8. Enfin, il est établi par plusieurs témoignages que Mme A... a eu un comportement agressif et irrespectueux envers sa hiérarchie, ses collègues de travail et les membres du CCAS notamment en refusant de leur adresser la parole, en leur tournant le dos lorsqu'ils s'adressaient à elle, en s'introduisant dans des réunions sans y être invitée ou encore en écoutant des conversations dissimulée derrière des portes.
9. Il résulte de ce qui a été dit aux points précédents que la matérialité des faits reprochés à Mme A... est établie par des éléments suffisamment probants. La matérialité de ces faits n'est pas remise en cause par la circonstance que cette attitude agressive n'aurait pas donné lieu à des observations ou que Mme A... a un comportement professionnel et dévoué selon les administrés.
En ce qui concerne la sanction :
10. Eu égard à la gravité des faits reprochés, aux fonctions d'assistance de Mme A... auprès de populations défavorisée et aux conséquences qu'ils ont eu pour le fonctionnement du service ainsi que pour l'image du CCAS, la commune de Hayange n'a pas, dans les circonstances de l'espèce, infligé une sanction disproportionnée en décidant de prendre à l'encontre de l'intéressée la sanction du troisième groupe de l'exclusion temporaire de fonctions de trois mois assortie d'un sursis de deux mois.
En ce qui concerne le détournement de pouvoir :
11. Il ne ressort pas des pièces du dossier que la sanction prise à l'encontre de Mme A... l'aurait été en raison de son appartenance syndicale. Par suite, le détournement de pouvoir allégué n'est pas établi.
12. Il résulte de tout ce qui précède que Mme A... n'est pas fondée à soutenir que c'est à tort que, par le jugement attaqué, le tribunal administratif de Strasbourg a rejeté sa demande.

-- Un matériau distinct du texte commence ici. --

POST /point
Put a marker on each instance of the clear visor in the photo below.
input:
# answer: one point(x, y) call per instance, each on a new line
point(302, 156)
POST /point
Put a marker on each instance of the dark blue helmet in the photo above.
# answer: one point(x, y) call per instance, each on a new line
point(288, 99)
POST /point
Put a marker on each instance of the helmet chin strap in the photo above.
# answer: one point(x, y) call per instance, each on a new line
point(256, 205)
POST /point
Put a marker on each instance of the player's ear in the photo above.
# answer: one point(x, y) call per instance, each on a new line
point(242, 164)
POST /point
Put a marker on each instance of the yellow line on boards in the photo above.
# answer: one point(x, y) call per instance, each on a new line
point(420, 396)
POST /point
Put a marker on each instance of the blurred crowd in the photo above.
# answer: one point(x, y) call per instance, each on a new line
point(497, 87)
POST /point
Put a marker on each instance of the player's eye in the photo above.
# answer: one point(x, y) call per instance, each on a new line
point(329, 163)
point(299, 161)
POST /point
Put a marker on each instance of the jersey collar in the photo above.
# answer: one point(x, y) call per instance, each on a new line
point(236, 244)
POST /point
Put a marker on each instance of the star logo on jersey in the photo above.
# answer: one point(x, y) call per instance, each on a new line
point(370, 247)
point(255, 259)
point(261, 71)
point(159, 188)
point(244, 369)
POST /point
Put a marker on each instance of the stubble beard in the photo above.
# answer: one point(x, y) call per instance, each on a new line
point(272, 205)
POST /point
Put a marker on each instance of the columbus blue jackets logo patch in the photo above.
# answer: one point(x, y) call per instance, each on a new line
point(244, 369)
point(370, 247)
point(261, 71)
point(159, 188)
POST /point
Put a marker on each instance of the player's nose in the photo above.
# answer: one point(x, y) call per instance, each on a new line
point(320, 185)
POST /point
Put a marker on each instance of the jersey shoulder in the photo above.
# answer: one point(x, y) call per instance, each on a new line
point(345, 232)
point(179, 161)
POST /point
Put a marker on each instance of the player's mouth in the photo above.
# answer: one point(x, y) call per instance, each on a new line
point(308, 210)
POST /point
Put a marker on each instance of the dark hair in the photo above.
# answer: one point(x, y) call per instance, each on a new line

Sur les frais d'instance :
13. Les dispositions de l'article L. 761-1 du code de justice administrative font obstacle à ce que soit mis à la charge de la commune de Hayange qui n'est pas la partie perdante dans la présente instance, le versement de la somme que Mme A... demande au titre des frais exposés et non compris dans les dépens. Il n'y a pas lieu, dans les circonstances de l'espèce, de faire application de ces dispositions et de mettre à la charge de Mme A... la somme que demande cette commune de Hayange à ce titre.
D E C I D E :
Article 1er : La requête de Mme A... est rejetée.
Article 2 : Les conclusions de la commune de Hayange présentées sur le fondement des dispositions de l'article L. 761-1 du code de justice administrative sont rejetées.
Article 3 : Le présent arrêt sera notifié à Mme B... A... et à la commune de Hayange.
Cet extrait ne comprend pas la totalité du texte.